Before you can establish how Ulorian society works, you have to establish how Ulorian society works. Standing national armies are a very recent invention among humans. There's every opportunity to get very creative.
We needn't flatten Ulori attitudes the way Tolkien did: we're not trying to replication Roman Catholic theology, and Lorgalis isn't a stand-in for Satan's bestie. Indeed, Lorgalis is a unique personage in Kulthea, and a society under his control should be similarly unique, reflecting him.
He would, of course, stand over all. But the strong do not rule the weak simply because they're strong. They rule because they offer the weak protection, and not only from themselves. Lorgalis is one of the most accomplished spell casters since the First Age, and such heights are only achieved if they grow out of an academic tradition -- they also give rise to them.
We see that other Elven societies are organized around Houses, it's not unlikely to see something of the like in Ulor -- though Dyari are more strict in their hierarchical orderings than Loari or Linaeri.
Thus, at the top is the House of Lorgalis, which directly controls the Dyari Great Houses of Ulor. Those houses jockey for position with regard to one another, perhaps harboring the hope of being able to challenge Lorgalis someday. Lorgalis would be aware of this and plot to keep any of them from growing too powerful, even as he needs to keep them strong enough to maintain his realm against that which attacks from outside or beneath.
Does it start to become clear why Lorgalis finds it so easy to manipulate the politics of Jaiman? He's scarcely unpracticed at this.
The Great Houses establish position through the individual power of it's members, replicating the fundamtal Dyari dynamic: The strong protect the weak in exchange for service. They have a thousand ways of determining who is more powerful, and by how much, and a dozen words translated as "spouse" by those who don't know to distinguish between "senior spouse through mutual voluntary contract," "senior spouse through personal conflict," "junior spouse by concession from one House to another" etc. A House is made up of Clans, and Clans of Families, each replicating the power structure on smaller and smaller scales until we are looking at individual Dyari.
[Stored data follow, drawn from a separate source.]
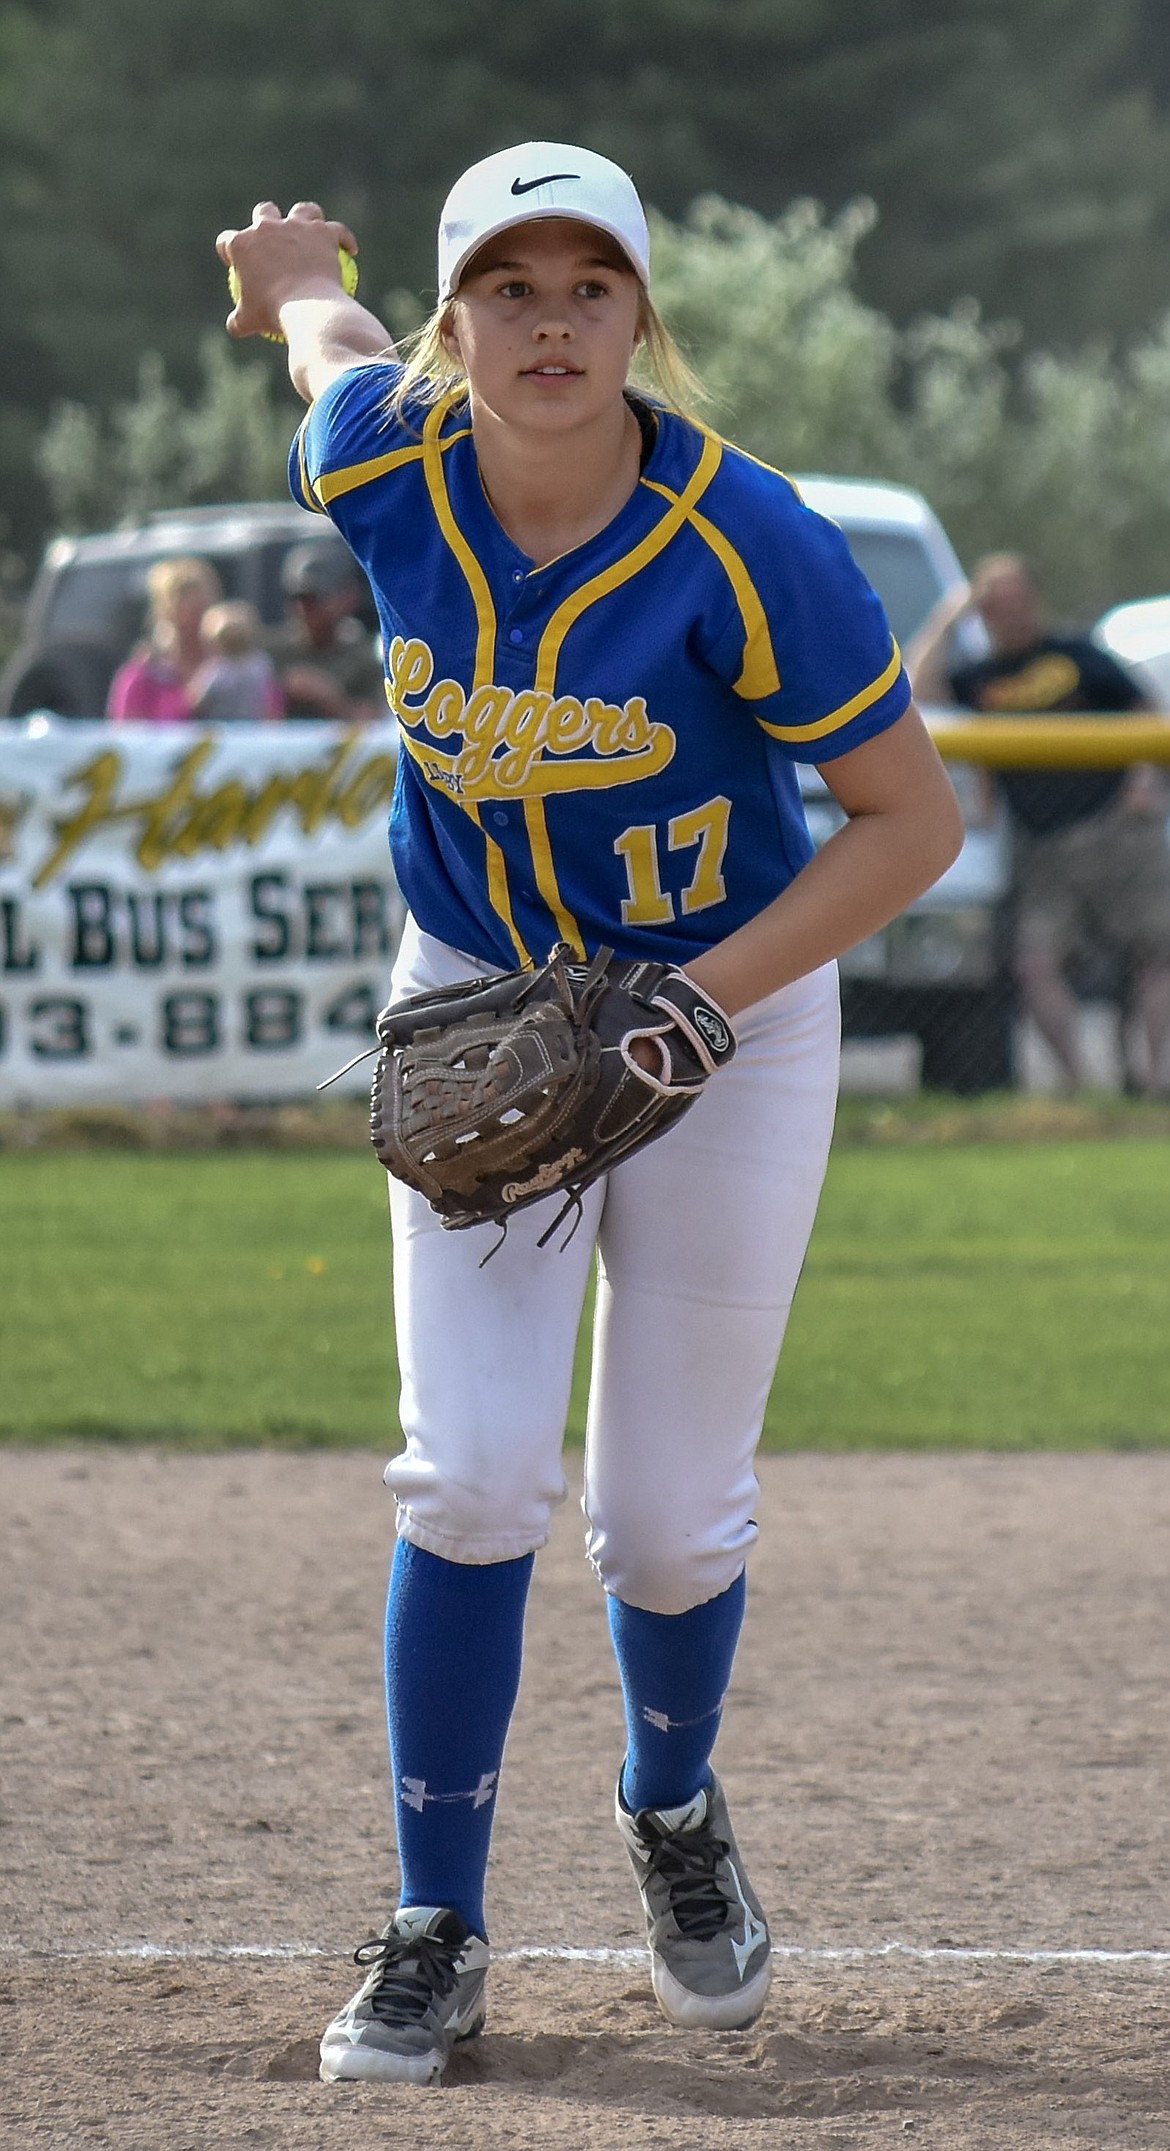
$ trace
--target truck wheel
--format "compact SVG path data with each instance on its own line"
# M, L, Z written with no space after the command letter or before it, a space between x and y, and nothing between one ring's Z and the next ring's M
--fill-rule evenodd
M102 651L83 645L47 651L17 674L8 698L9 715L51 710L57 717L104 717L111 677Z

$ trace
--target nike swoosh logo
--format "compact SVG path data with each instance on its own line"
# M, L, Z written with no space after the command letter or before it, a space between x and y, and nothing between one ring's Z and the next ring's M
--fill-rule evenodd
M757 1919L755 1913L752 1911L751 1906L747 1901L747 1898L743 1894L743 1890L740 1886L739 1876L737 1875L731 1861L728 1861L728 1866L731 1868L731 1879L733 1884L735 1885L735 1894L738 1897L740 1904L743 1906L743 1940L742 1942L737 1942L733 1937L729 1937L729 1940L731 1941L731 1954L735 1958L735 1968L736 1971L739 1973L740 1978L742 1979L749 1959L758 1949L760 1943L764 1941L765 1937L767 1936L768 1930L764 1925L764 1922L762 1920Z
M513 194L531 194L534 187L551 187L554 179L580 179L580 172L546 172L543 179L514 179Z

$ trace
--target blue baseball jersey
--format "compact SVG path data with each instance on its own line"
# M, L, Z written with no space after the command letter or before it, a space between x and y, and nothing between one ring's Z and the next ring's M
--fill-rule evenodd
M684 963L812 856L796 764L906 708L881 604L788 479L668 411L613 522L537 565L488 502L465 392L403 419L399 377L334 381L290 480L377 599L411 911L503 968L555 941Z

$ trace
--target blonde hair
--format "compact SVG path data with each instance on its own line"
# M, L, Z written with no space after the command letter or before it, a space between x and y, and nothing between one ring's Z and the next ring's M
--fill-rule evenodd
M667 410L676 411L692 425L701 425L696 406L703 400L703 384L683 357L645 285L640 284L638 291L638 345L630 368L630 386L648 388ZM405 365L396 387L386 398L385 408L404 424L409 424L408 401L434 405L452 391L467 388L467 375L443 340L457 297L458 293L444 299L420 328L401 339Z
M185 590L203 591L209 605L223 595L223 585L210 560L201 560L197 553L156 560L147 570L146 587L155 614L167 612Z
M222 605L208 606L199 632L225 657L247 657L260 639L260 615L245 599L228 598Z

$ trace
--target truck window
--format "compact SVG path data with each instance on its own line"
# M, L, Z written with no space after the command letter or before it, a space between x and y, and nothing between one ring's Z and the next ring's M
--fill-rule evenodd
M146 565L141 560L95 560L66 568L57 579L46 631L55 638L105 642L116 622L132 640L146 610Z

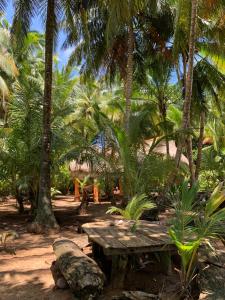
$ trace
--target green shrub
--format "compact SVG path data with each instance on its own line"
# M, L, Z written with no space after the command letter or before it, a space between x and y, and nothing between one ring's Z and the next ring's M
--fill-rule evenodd
M0 196L8 196L12 193L12 187L9 181L0 180Z
M66 193L68 193L71 183L72 178L68 165L65 164L60 166L56 174L53 176L52 187L65 195Z

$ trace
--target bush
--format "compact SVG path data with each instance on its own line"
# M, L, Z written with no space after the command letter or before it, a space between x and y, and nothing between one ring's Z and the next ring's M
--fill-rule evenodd
M68 193L71 184L72 178L68 166L66 164L60 166L58 172L53 176L52 187L65 195Z
M0 196L10 195L12 190L11 184L7 180L0 180Z

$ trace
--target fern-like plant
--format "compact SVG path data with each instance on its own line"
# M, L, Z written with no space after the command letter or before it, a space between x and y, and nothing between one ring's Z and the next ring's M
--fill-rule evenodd
M155 207L155 204L149 201L145 194L135 195L127 204L125 209L115 206L107 210L107 214L119 213L124 219L134 221L131 230L134 231L137 222L145 210L150 210Z

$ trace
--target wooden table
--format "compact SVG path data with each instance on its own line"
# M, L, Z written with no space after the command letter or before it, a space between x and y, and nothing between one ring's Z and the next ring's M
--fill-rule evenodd
M168 227L159 222L139 221L134 232L130 230L129 221L92 222L84 224L82 228L93 243L93 251L100 247L104 255L112 257L112 280L114 275L120 275L116 285L118 282L122 284L129 255L162 251L170 253L175 250Z

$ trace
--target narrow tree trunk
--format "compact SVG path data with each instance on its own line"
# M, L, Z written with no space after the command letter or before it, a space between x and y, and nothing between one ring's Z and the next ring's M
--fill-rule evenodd
M188 162L189 162L189 170L190 170L190 179L191 179L191 186L195 183L195 167L193 161L193 154L192 154L192 137L188 135L186 140L186 147L187 147L187 155L188 155Z
M134 32L132 23L128 26L128 49L127 49L127 73L125 79L125 130L129 131L129 121L131 115L131 96L133 88L133 68L134 68Z
M36 221L50 227L56 227L56 219L51 206L51 102L52 67L55 26L55 0L48 0L45 30L45 85L43 98L43 136L42 157L39 183L38 210Z
M166 128L166 103L165 103L164 97L162 95L159 97L158 104L159 104L159 112L160 112L160 115L161 115L161 120L163 121L164 128L165 128L166 155L169 157L169 155L170 155L170 146L169 146L169 140L168 140L168 131L167 131L167 128Z
M192 0L192 12L191 12L191 26L190 26L190 38L189 38L189 59L188 59L188 72L185 78L185 99L183 108L183 121L182 121L182 133L179 137L177 152L176 152L176 167L179 168L182 149L185 144L185 140L189 141L190 147L190 133L187 130L190 127L190 111L191 111L191 98L192 98L192 84L193 84L193 66L194 66L194 53L195 53L195 38L196 38L196 25L197 25L197 5L198 0ZM192 149L189 149L192 151ZM193 164L192 156L190 157L191 165ZM193 174L191 174L192 176Z
M198 154L197 154L196 169L195 169L195 179L196 180L198 180L200 169L201 169L204 131L205 131L205 112L202 111L200 114L200 132L199 132L199 139L198 139Z

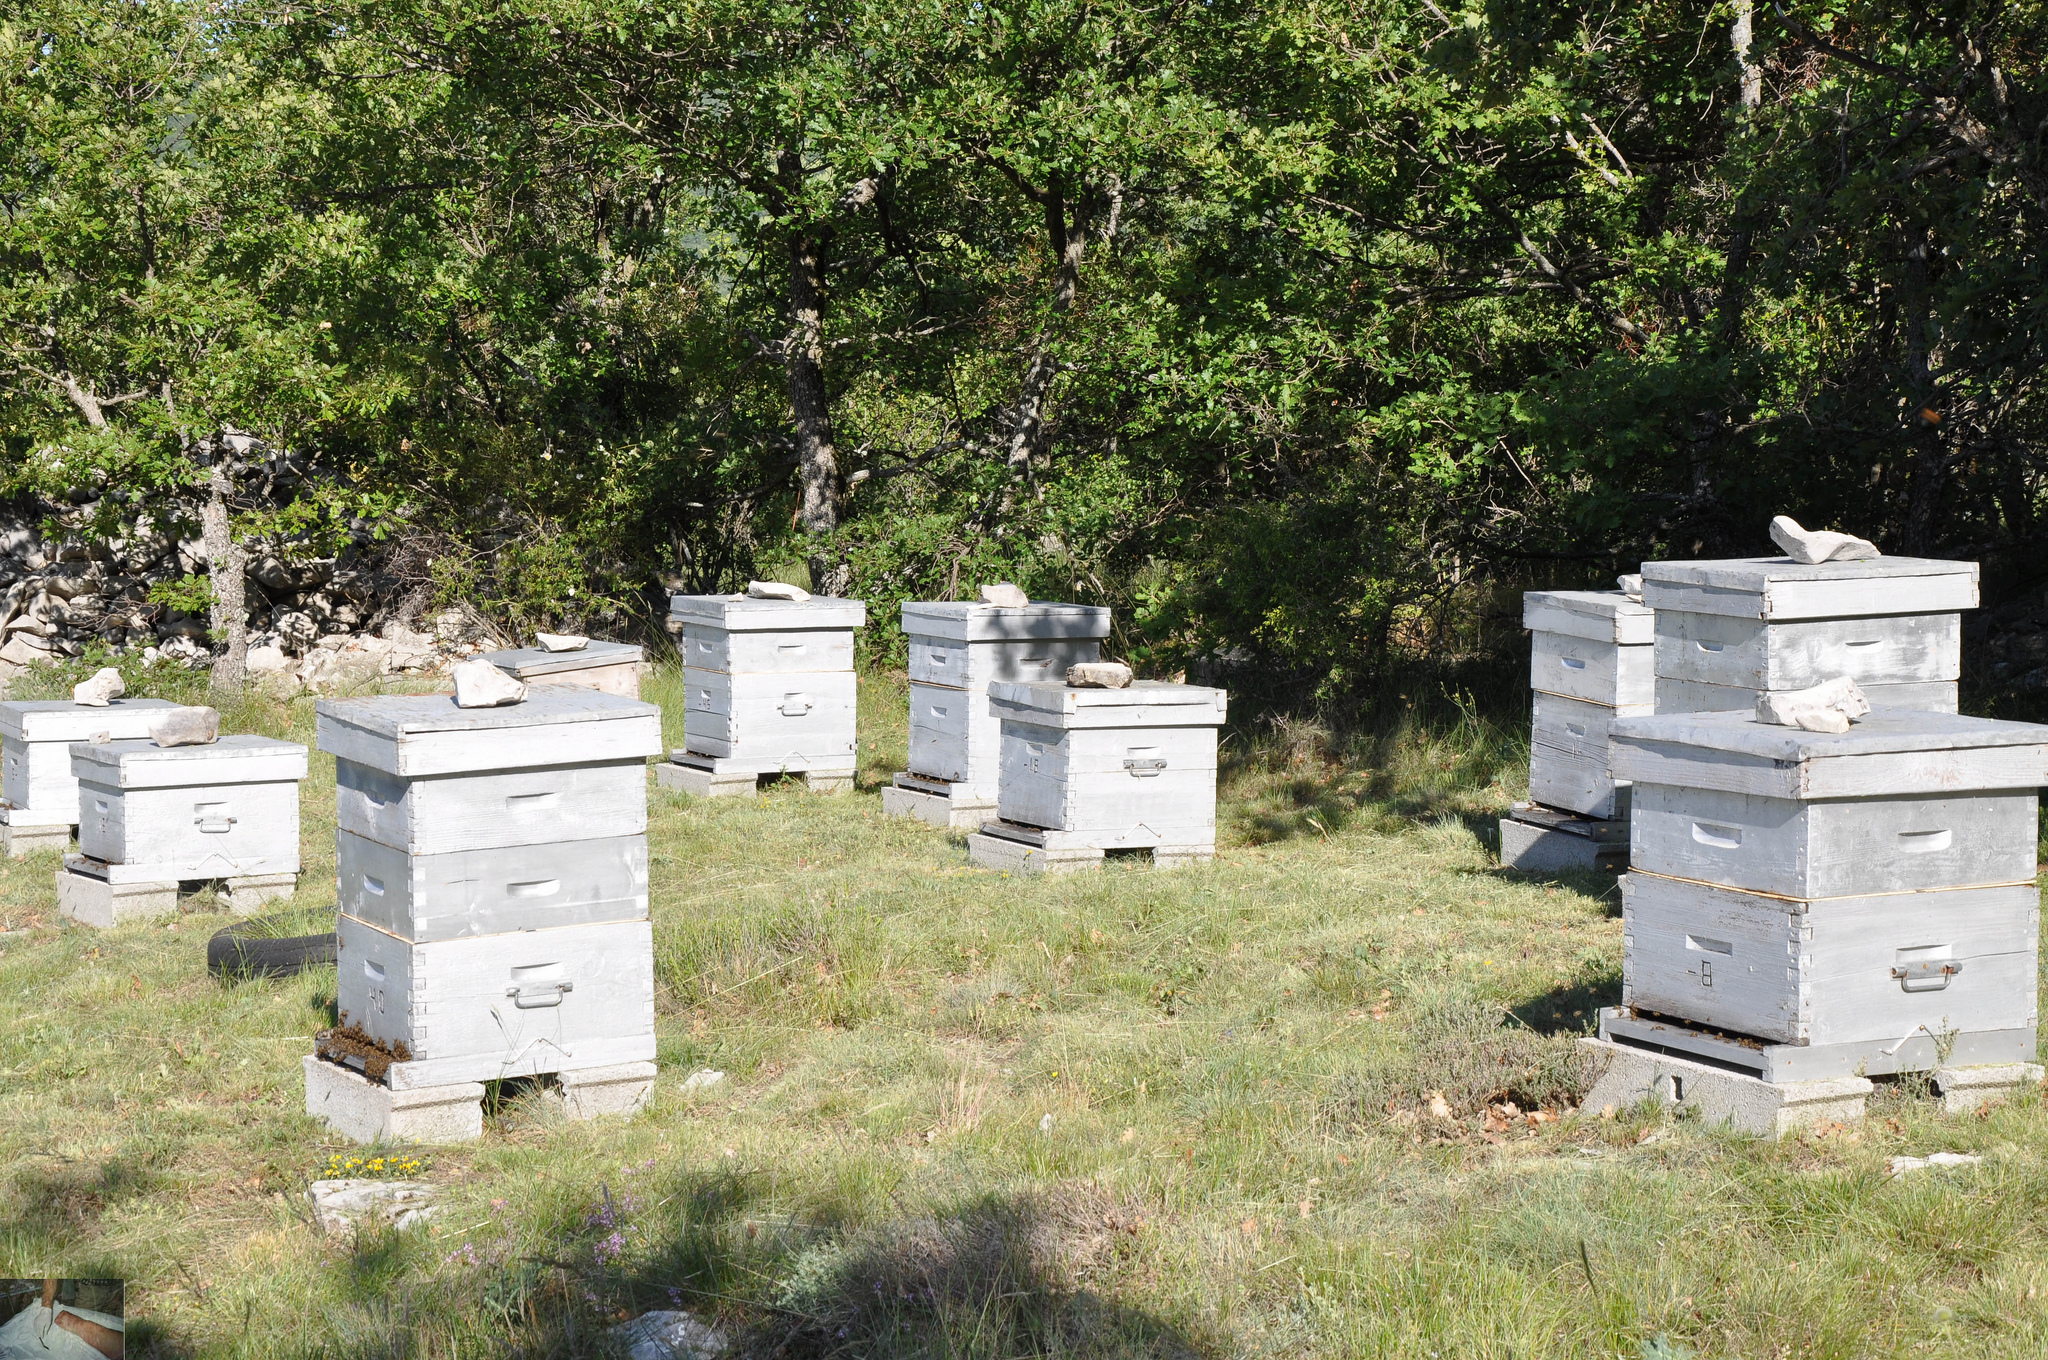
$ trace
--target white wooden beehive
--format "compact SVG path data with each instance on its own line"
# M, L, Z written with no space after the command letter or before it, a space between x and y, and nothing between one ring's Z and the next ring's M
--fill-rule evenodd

Each Dyar seeks to maximize their power, as expressed by their personal ability and the resources they control. This Dyari Magician establishes a College where others may practice their Art. That Dyari warrior secures the loyalty of a platoon of Qaidu or Lugrok - or perhaps tames and rides a Wyvern. These cadres all come together when needed - by order of the Head of the Clan, or even Lorgalis himself, to accomplish a military goal.